Nei paesi dove i negozi chiudono e i servizi si allontanano, arriva un nuovo tentativo per invertire la rotta. La Regione mette sul piatto 700mila euro per portare punti di approvvigionamento aperti giorno e notte nei Comuni montani. “Contrastare lo spopolamento delle aree montane è una priorità: servono infrastrutture, opportunità e servizi di prossimità che garantiscano qualità della vita”, ha spiegato l’assessore regionale Stefano Zannier.

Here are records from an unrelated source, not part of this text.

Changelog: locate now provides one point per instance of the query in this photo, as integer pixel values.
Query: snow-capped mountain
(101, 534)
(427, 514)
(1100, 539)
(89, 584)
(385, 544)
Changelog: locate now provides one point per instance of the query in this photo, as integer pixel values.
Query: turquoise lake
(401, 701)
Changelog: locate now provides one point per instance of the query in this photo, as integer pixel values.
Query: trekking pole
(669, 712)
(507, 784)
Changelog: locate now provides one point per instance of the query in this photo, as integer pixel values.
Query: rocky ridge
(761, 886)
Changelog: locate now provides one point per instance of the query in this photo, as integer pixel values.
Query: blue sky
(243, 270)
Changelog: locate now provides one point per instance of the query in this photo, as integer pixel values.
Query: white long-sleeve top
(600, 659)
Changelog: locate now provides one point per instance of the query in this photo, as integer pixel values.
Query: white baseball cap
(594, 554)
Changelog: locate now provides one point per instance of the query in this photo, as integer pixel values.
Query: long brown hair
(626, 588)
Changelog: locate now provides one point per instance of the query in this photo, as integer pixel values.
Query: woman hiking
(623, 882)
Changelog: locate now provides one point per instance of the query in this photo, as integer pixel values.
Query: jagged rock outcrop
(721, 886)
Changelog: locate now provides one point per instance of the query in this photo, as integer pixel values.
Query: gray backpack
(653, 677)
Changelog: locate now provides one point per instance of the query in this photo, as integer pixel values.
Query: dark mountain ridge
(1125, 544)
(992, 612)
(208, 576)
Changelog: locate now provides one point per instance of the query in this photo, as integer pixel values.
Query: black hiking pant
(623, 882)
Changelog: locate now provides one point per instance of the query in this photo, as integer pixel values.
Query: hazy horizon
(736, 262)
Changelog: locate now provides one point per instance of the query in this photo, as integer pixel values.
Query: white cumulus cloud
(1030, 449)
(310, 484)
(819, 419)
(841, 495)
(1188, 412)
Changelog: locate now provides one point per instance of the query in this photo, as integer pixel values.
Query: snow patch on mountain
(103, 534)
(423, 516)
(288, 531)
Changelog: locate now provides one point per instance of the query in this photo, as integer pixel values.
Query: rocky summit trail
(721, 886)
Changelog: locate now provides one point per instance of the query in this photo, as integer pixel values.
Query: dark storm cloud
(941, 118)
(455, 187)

A chi sono destinati i fondi

L’intervento punta a sostenere circa 40 Comuni montani, in particolare quelli con meno di mille abitanti e situati nelle aree più svantaggiate dal punto di vista socio-economico. L’obiettivo è semplice ma concreto: permettere ai residenti di accedere facilmente ai beni di prima necessità, anche in territori dove i servizi commerciali sono sempre più ridotti.

Come funzioneranno i nuovi punti di approvvigionamento

Il bando prevede la realizzazione di spazi all’interno di immobili comunali, dove sarà possibile acquistare prodotti essenziali in modalità automatizzata, 24 ore su 24. I contributi copriranno interamente le spese e varieranno in base al progetto: si parte da circa 100 mila euro per le soluzioni più semplici fino ad arrivare a 350 mila euro per interventi più strutturati, con spazi di vendita più ampi e articolati.

Tempi rapidi e anticipo dei fondi

La procedura sarà “a sportello”, quindi con assegnazione delle risorse in ordine cronologico, per garantire tempi certi e rapidi. I Comuni potranno inoltre ottenere un’anticipazione fino al 70 per cento del contributo, così da avviare subito i lavori. Per assicurare continuità ai servizi, il bando prevede che le attività restino attive per almeno tre anni. L’intervento si inserisce in una strategia più ampia: rendere più vivibili i territori montani e offrire servizi essenziali a chi sceglie di restare, o di tornare a viverci.